L'augmentation de la durée de vie des patients atteints de cancer a transformé cette affection en une maladie chronique,ce qui a imposé qu'une attention croissante soit portée au contrôle des symptômes. Cette démarche s'inscrit dans le cadre d'une approche globale, au sein de laquelle le concept de qualité de vie occupe une place centrale. La douleur représente l'un des symptômes les plus fréquemment rencontrés au cours de l'évolution des affections néo-plasiques et son contrôle se révèle parfois difficile. Dans cet article, nous évoquons les différentes stratégies à la disposition du clinicien, tant ambulatoire qu'hospitalière, à la lumière des développements les plus récents dans le domaine des analgésiques opiacés.
La douleur représente l'un des symptômes les plus fréquents chez les patients cancéreux. Sa présence qui précède parfois le diagnostic de cancer ou en est l'indicateur de l'évolution, constitue l'un des obstacles principaux à la qualité de vie des patients. Dès lors, la douleur doit faire l'objet d'une attention particulière au cours de l'anamnèse et être évaluée de façon approfondie, afin que les malades puissent bénéficier en toutes circonstances de l'approche la plus adaptée à leur situation spécifique.
La première démarche doit consister, sauf urgence justifiant un traitement symptomatique premier, à identifier la cause de la douleur, de sorte à entreprendre, le cas échéant, un traitement étiologique. Ainsi, la radiothérapie permet-elle de soulager les douleurs liées aux métastases osseuses ou cérébrales. La chirurgie lève des obstructions viscérales ou renforce des structures osseuses instables et les antibiotiques seront efficaces lorsque la source de douleur est un abcès, une ostéite ou une cellulite. Par contre, la chimiothérapie n'est efficace que par le biais de son action antitumorale et son utilisation à titre exclusivement antalgique est exceptionnelle.
Elle représente le principal composant du traitement de la douleur cancéreuse. On distingue trois catégories de composés : les «non-opiacés», les opiacés et les co-analgésiques, dont l'indication primaire n'est pas la douleur mais qui ont une efficacité antalgique intéressante dans certaines situations spécifiques.

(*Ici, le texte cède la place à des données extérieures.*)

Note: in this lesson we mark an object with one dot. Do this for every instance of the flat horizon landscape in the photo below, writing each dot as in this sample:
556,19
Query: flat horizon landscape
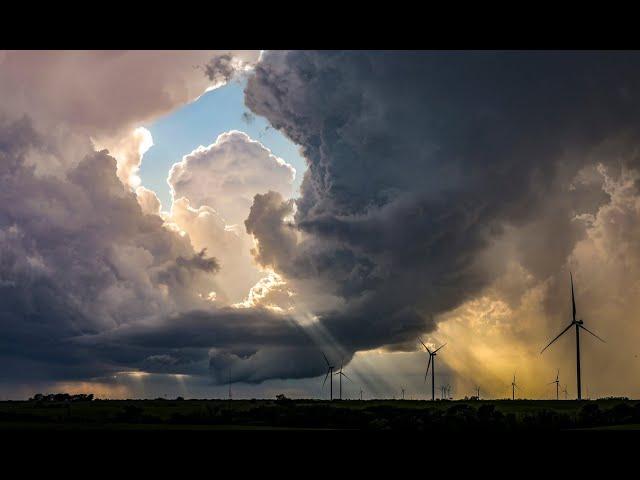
374,415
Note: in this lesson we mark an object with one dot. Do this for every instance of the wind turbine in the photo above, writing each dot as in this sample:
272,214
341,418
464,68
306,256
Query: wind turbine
330,376
513,387
557,382
432,360
579,325
340,375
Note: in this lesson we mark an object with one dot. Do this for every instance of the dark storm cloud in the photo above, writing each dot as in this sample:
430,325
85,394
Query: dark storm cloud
249,345
419,161
91,286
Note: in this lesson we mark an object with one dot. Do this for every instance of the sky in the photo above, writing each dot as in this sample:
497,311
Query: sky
199,123
175,222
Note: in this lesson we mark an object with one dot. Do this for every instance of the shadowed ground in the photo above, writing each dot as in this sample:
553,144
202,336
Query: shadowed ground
401,415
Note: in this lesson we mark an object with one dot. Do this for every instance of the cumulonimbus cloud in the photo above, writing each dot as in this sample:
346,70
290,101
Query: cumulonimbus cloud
420,163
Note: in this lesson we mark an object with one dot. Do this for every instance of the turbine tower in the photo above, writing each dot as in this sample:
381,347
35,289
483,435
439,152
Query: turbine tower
340,375
432,364
557,382
330,376
579,324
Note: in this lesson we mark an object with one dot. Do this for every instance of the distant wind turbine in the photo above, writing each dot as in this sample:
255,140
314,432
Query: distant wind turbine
513,387
557,382
329,375
340,375
432,364
579,325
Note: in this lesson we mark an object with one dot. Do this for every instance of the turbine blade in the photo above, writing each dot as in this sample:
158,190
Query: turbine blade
561,333
589,331
427,372
439,348
573,298
347,377
325,359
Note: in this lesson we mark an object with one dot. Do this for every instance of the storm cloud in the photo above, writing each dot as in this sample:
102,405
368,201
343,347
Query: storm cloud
420,163
447,194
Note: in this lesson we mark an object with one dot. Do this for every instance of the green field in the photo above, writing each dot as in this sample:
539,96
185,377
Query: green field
402,415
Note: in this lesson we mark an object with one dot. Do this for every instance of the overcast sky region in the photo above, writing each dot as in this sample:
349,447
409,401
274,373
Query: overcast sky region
172,221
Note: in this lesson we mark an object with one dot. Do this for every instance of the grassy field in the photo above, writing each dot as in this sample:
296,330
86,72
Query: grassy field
403,415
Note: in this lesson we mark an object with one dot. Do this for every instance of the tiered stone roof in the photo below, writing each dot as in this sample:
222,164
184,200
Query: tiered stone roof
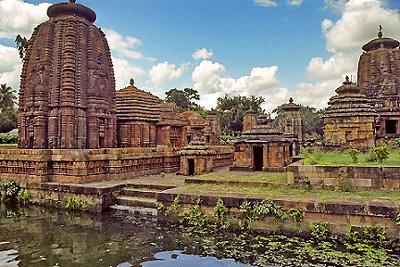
264,131
349,102
136,104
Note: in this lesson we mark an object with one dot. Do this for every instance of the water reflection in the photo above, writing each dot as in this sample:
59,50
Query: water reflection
177,258
40,237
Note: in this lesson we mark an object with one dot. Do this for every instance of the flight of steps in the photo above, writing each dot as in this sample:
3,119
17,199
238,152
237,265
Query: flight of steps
139,198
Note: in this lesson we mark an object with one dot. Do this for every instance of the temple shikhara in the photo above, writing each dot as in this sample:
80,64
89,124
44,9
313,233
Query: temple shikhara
67,96
366,114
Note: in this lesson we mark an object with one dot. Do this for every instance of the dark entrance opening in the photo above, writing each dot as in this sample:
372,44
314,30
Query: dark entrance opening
101,141
258,158
391,126
291,147
191,166
31,141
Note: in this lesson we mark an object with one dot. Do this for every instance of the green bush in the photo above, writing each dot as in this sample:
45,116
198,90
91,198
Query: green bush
379,154
10,189
353,153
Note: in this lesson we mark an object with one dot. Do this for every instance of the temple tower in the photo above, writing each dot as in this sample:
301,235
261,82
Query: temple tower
290,120
349,119
379,80
249,120
67,94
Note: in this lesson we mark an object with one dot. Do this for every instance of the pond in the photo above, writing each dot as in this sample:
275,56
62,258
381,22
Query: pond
41,237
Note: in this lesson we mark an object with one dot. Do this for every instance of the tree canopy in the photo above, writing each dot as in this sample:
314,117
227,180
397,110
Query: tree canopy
231,110
183,98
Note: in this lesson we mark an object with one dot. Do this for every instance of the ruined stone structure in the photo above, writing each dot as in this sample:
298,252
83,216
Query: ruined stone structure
290,121
379,79
144,120
263,148
349,119
67,95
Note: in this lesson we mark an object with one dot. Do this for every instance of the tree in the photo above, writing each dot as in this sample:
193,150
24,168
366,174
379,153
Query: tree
22,44
183,98
231,110
7,96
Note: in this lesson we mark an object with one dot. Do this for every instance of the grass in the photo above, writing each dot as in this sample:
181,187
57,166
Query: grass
320,195
271,177
8,145
342,158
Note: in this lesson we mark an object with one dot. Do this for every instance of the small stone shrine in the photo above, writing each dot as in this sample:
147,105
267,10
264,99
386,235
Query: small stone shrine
379,79
349,119
263,148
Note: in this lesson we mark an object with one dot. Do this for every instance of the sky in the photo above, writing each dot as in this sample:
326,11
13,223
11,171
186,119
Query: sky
272,48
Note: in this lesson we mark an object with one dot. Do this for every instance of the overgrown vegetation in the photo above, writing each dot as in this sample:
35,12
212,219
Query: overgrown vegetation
12,192
76,203
320,231
383,155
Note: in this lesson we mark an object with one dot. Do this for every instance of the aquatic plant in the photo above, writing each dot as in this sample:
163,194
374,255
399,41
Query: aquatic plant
76,204
24,196
10,191
195,218
175,209
219,215
319,231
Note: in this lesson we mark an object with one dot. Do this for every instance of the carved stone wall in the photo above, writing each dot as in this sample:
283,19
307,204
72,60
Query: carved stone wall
67,94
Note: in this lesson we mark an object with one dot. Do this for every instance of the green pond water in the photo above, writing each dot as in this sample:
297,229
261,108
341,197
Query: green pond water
42,237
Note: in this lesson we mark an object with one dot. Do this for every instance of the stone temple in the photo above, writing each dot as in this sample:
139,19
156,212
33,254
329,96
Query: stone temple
67,95
74,128
367,114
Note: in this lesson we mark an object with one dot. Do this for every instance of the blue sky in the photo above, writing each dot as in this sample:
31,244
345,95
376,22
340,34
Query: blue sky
242,35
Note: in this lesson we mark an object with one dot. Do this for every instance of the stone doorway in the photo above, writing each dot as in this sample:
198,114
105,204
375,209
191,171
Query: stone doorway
191,167
391,126
258,158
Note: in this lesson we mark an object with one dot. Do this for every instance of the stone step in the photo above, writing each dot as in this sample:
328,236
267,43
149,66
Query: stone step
136,210
159,187
139,192
137,201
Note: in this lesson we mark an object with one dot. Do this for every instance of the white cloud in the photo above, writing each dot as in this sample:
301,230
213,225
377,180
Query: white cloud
18,17
336,6
124,46
295,2
266,3
165,72
202,53
210,82
357,25
10,66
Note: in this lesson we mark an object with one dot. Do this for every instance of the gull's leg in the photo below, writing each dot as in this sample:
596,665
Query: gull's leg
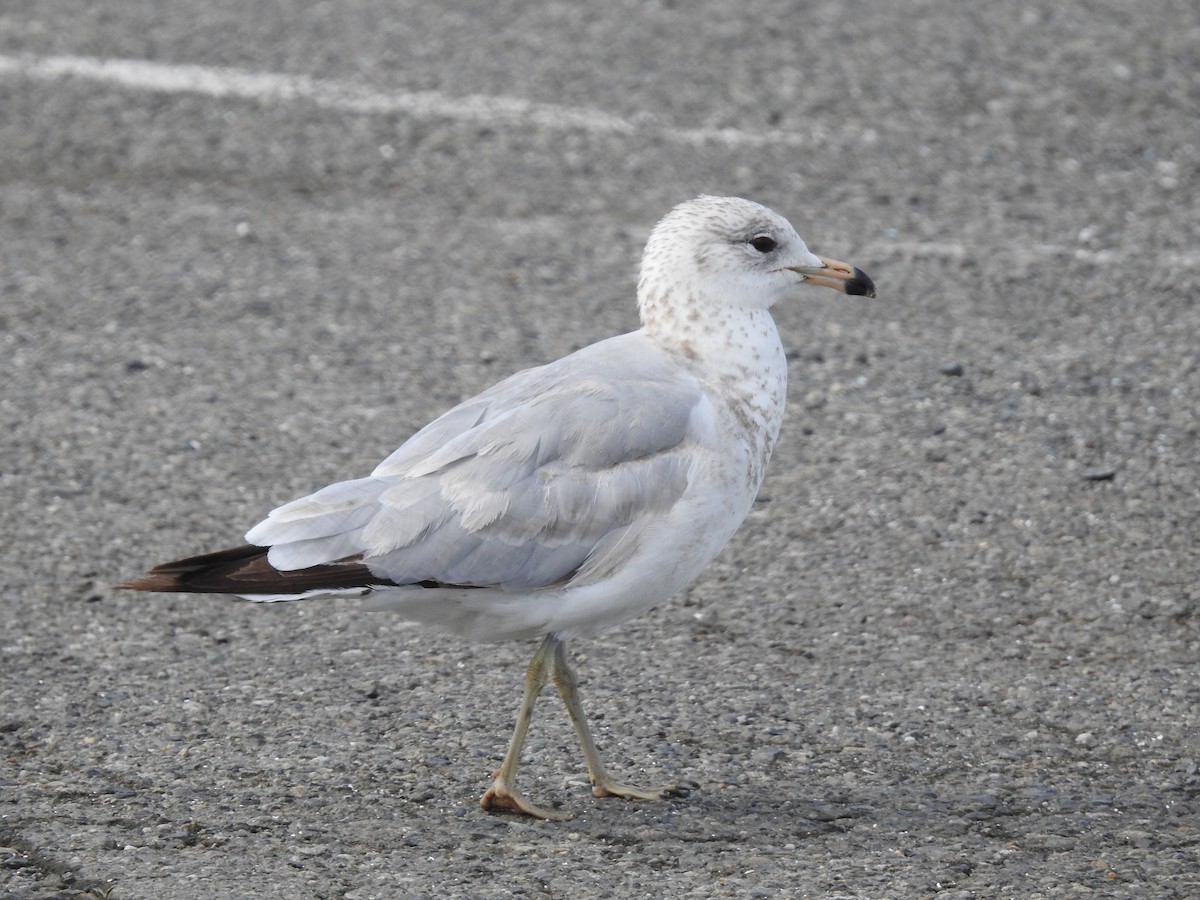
503,793
601,784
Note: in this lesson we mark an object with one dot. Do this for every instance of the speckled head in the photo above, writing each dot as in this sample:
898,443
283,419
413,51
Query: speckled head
727,252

Pour guider le clinicien dans la sélection des médicaments, l'Organisation mondiale de la santé a proposé une approche connue sous le nom d'«échelle antalgique».1 Celle-ci repose sur l'intensité de la douleur comme critère de sélection et propose trois étapes :
1. Pour les douleurs légères à modérées, choisir les non-opiacés.
2. En cas d'intolérance relative, de douleurs modérées à sévères ou de réponse insuffisante au premier échelon, combiner des non-opiacés (aspirine, acétaminophène) et des opiacés conventionnellement utilisés dans des douleurs de cette intensité (codéine, oxycodone, propoxyphène), éventuellement en association avec des coanalgésiques.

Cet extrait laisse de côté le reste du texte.